Three things make this more than mere competition of the sort championed by Adam Smith and our antitrust laws. The first is the stated intent of the leader of a worldwide cartel to drive U.S. companies out of business so that it can regain control of, and raise, prices. The second is the ability of the price-cutter to sustain prices below competitors' costs for an indefinite period: Not only do the Saudis have huge cash reserves that they are drawing down, they have the ability to borrow—a $10 billion loan is in negotiation with eager banks. Third, the Saudis do not fear that when their plan works and prices start to rise competitors will reenter the business and drive them down again.
Mr. Naimi, a graduate of Lehigh and Stanford Universities, knows how the oil and banking industries work. American banks have been badly burned, have had to increase reserves against dicey oil industry IOUs, and are now reviewing whether to continue making promised lines of credit available to the relatively small companies that are the backbone of the fracking business. To guide them towards a negative decision, Naimi announced that he can live easily with $20 oil, a real possibility after the collapse of the recent Doha meeting aimed at obtaining an agreement by major producers to cut output. Like bankers, singed investors do not want to "make investments based on something OPEC may or may not do," says Brian Ferguson, a Canadian oil sands producer. Even the big oil companies that have cut back exploration are unlikely to boost budgets when Naimi gets prices back to where he wants them: They know he can always drive them down if necessary. Besides, they worry that U.S. environmental policy will not allow them to produce what they do find, stranding those assets in the ground.
Michael Corleone might have been referring to what for a while seemed our success in reducing dependence on Saudi oil when he groused, "Just when I thought I was out, they pull me back in." So what's to be done to avoid that fate? Set a floor in the range of $50-$60 per barrel to enable efficient frackers to survive.

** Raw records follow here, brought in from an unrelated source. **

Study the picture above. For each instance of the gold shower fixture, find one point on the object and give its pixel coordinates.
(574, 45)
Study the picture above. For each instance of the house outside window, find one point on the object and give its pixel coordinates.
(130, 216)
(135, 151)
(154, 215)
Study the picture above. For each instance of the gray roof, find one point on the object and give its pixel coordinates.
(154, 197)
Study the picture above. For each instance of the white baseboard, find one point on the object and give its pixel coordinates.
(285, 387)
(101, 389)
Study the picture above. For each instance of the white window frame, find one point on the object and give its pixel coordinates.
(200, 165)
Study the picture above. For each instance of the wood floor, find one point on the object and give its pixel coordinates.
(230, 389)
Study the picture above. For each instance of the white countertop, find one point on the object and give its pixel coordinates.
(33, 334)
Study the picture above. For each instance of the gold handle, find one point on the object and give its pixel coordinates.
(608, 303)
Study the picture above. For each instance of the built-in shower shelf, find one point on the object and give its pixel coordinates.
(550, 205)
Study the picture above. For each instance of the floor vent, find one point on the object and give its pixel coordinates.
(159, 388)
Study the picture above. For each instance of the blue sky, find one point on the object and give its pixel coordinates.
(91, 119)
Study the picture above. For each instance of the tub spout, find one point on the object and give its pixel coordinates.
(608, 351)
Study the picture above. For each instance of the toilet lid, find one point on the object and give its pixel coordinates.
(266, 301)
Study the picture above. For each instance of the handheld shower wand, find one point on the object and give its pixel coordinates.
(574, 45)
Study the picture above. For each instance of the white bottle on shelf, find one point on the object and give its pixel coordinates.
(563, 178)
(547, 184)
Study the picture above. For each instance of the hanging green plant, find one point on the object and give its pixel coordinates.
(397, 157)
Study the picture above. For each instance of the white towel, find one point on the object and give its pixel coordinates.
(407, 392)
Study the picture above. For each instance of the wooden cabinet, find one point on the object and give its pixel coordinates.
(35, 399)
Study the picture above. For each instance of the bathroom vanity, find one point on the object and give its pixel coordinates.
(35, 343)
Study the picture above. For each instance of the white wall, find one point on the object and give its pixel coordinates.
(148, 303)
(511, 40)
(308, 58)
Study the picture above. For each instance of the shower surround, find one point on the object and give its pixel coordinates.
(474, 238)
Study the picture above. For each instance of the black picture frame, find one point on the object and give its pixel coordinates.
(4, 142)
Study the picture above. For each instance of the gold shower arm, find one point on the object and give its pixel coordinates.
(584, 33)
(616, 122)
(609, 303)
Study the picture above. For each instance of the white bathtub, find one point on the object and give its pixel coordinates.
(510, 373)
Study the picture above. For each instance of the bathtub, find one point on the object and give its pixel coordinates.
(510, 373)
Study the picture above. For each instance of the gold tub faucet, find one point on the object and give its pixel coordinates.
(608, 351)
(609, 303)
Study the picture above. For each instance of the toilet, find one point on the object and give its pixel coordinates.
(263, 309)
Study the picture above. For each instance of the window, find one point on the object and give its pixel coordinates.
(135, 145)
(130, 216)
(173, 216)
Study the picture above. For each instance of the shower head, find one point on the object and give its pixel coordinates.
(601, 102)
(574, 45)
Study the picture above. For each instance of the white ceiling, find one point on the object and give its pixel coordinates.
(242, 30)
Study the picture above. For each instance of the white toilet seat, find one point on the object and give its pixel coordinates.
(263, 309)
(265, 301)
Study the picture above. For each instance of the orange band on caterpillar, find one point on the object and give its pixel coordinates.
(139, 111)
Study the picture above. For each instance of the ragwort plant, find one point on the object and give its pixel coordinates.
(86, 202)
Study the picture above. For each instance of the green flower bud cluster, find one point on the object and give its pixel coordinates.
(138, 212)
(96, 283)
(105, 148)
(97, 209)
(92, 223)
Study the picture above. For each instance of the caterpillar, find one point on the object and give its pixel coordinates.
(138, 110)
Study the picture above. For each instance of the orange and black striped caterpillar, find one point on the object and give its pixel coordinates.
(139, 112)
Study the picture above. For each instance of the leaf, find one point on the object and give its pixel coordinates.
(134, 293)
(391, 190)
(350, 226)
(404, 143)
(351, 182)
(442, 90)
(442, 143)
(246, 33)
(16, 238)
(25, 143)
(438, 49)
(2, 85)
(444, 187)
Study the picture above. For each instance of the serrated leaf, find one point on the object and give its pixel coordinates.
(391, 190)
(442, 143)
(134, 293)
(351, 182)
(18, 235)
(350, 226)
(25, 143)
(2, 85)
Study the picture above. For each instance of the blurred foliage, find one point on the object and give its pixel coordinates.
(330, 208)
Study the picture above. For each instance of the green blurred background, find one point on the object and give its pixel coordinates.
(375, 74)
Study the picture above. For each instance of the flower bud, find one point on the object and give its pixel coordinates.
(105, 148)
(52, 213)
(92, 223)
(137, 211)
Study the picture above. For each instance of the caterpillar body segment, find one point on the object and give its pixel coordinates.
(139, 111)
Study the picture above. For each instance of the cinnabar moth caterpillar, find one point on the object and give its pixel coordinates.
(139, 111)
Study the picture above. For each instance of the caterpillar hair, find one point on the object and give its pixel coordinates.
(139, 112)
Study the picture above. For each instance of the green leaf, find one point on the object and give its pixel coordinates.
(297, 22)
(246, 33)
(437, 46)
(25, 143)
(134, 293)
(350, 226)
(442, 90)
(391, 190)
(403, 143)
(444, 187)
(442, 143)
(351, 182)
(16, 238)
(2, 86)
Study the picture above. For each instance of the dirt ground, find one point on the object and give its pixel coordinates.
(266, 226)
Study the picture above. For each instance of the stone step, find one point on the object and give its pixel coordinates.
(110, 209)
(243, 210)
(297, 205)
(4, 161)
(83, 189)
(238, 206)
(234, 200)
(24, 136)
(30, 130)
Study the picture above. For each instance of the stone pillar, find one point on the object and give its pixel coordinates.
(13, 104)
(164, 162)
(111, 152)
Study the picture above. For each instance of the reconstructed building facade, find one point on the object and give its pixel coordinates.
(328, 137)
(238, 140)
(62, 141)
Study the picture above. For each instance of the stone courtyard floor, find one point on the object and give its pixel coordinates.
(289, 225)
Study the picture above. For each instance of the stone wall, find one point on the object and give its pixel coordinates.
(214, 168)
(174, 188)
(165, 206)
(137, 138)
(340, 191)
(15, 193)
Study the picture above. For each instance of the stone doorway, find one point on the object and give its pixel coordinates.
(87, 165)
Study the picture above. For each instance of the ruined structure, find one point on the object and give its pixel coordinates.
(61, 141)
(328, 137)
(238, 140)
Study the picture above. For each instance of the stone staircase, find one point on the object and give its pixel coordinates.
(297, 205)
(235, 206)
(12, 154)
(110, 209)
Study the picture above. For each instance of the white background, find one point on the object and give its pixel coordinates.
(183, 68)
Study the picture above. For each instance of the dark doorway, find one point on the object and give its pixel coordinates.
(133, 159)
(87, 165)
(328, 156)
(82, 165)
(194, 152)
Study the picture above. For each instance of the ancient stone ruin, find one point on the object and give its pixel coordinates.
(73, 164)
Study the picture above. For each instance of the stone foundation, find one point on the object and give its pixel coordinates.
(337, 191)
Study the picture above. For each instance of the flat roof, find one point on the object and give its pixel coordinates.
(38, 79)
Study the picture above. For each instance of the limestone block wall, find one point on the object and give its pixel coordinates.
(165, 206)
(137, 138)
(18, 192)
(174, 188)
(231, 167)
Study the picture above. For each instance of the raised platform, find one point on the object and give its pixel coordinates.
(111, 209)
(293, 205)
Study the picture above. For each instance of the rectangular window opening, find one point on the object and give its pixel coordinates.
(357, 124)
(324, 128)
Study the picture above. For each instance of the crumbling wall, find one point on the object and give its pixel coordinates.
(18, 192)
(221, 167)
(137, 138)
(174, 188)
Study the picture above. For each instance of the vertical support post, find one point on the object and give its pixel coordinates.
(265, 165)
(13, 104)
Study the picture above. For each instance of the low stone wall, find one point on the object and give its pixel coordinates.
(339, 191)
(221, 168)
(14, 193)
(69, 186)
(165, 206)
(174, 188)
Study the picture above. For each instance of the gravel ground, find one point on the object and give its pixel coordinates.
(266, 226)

Yes, that means a tariff, sliding up as the Saudis and their cartel partners drive prices down. And it means higher prices at the pump now, but only to avoid still higher prices later. The macroeconomic impact can be reduced by lowering regressive payroll taxes, mitigating the impact on household budgets. Would that reduce our dependence on foreign oil? Yes. Would it reduce the Saudis' power to tip us into recession? Yes. Would there be unintended consequences? There always are. Is there a better way to spare any future president of the United States the need to bow before a Saudi king? I don't think so.